JORNAL MILÊNIO VIP - Dois anos de fartura

Notícias

Dois anos de fartura

Publicado na edição 144 de Setembro de 2014

Em dois anos a Feira da Agricultura Familiar de Magé assume um papel de destaque na economia do município. E foi com festa que os agricultores, antes sem condições de expandir suas lavouras e nenhum incentivo, comemoraram o segundo aniversário no último dia 6. Claro que com muita verdura, legumes, artesanato e forró, no meio da Rua São Fidélis em Piabetá.

Na verdade o 6º Distrito é o quintal do produtor da região.  No local, todos os sábados, a partir das sete da manhã, vinte dois pequenos sitiantes armam barracas onde expõem seus produtos. Todos cultivados em terra própria e sistema de cooperação. Um ajuda o outro e, todos saem lucrando no final.


Com o crescimento do negócio, que começou como um projeto sem grandes ambições, na Secretaria de Agricultura Sustentável, aos poucos, o próprio secretário da pasta, Aluísio Sturm, percebeu que o agricultor mageense arregaçou as mangas e partiu para o roçado com a enxada em punho.  Estava ávido por abrir novas frentes trabalhos e diversificar suas culturas.  Sonhava com lucros e, para tanto era necessário um ‘socorro’ rápido para extrair do solo uma produção com mais qualidade.  E a ajuda veio na mesma proporção e do tamanho do desejo do agricultor.


Do campo para a mesa do consumidor 


A secretaria investiu em maquinário, pesquisa, cursos de extensão agrícola em várias culturas, além da orgânica. Não bastasse a produção tradicional de frutas típicas como a jaca, cana, goiaba, limão, caqui, feijão de corda, aipim, batata doce, inhame, pupunha, hortaliças e outros.   

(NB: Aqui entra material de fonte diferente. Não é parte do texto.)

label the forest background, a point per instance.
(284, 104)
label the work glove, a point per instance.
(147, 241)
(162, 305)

- Para o produtor familiar houve um aumento na produção e uma melhor forma de escoar o alimento. Todos foram muito sinceros quando deram seus depoimentos para a Cartilha da Agricultura, que nós fizemos em homenagem aos dois anos da feira. Ficou transparente também, o quanto a produção desses alimentos vem mexendo com a economia do município. Tudo o que se produz e vende fica aqui mesmo em Magé. Tanto que o prefeito, que tem sido um grande parceiro, pensa em uma vez por mês colocar a feira aqui no centro de Magé. Além disso, nós estamos sendo convidados a fazer o mesmo em Santo Aleixo e Mauá – disse o secretário.


Segundo Aluísio Sturm o produto fresco direto do campo para a mesa da população, potencializa a economia local, em uma feira genuinamente mageense.  “Com a venda direta, todo o dinheiro circula na economia local. Essa série de conveniências beneficia o produtor que deixa de repassar aos revendedores”, lembra o secretário de Agricultura Sustentável.  


Terra para o trabalhador rural


Mineiro, formado Engenheiro Agrônomo em 1967, um ano depois, Aluísio Sturm chegou a Magé onde vive há 46 anos.  O ex professor universitário e atual Secretário de Agricultura Sustentável do município lembra dos problemas de quatro décadas da região como os terras, que com o tempo conseguiu o direito a terra e, hoje, fazem parte do projeto Agricultura Familiar e, seguramente responsáveis por movimentar a economia da região.  


- Temos grandes exemplos de prosperidade e, um deles, é o do senhor Darcy Ecker, um ex sem terra, que se tornou um produtor e cidadão de sucesso. Além de ter formado uma filha em Agronomia, doutorada e pós doutorada que leciona na Universidade do Paraná, a Márcia Ecker e, ainda tenho o prazer de trabalhar na secretaria com a Marcilene Ecker Salmeiron, uma grande companheira – lembra. Além, da predestinação em garantir melhores condições para o agricultor mageense, Aluísio, apesar dos recursos escassos, diz rindo que tudo é possível por dois motivos: “meu salário é emocional. Fico feliz vendo o outro ser humano crescendo na vida  e, ainda as parcerias importantes que conquistei para o sucesso da Feira da Agricultura Familiar como a EMBRAPA e EMATER – RJ, PESAGRO e SEBRAE-RJ, U.F.R.RJ, U.F.F, U.F.RJ, AS-PTA, CAPINA, IDACO E CEASA-RJ”, avisa.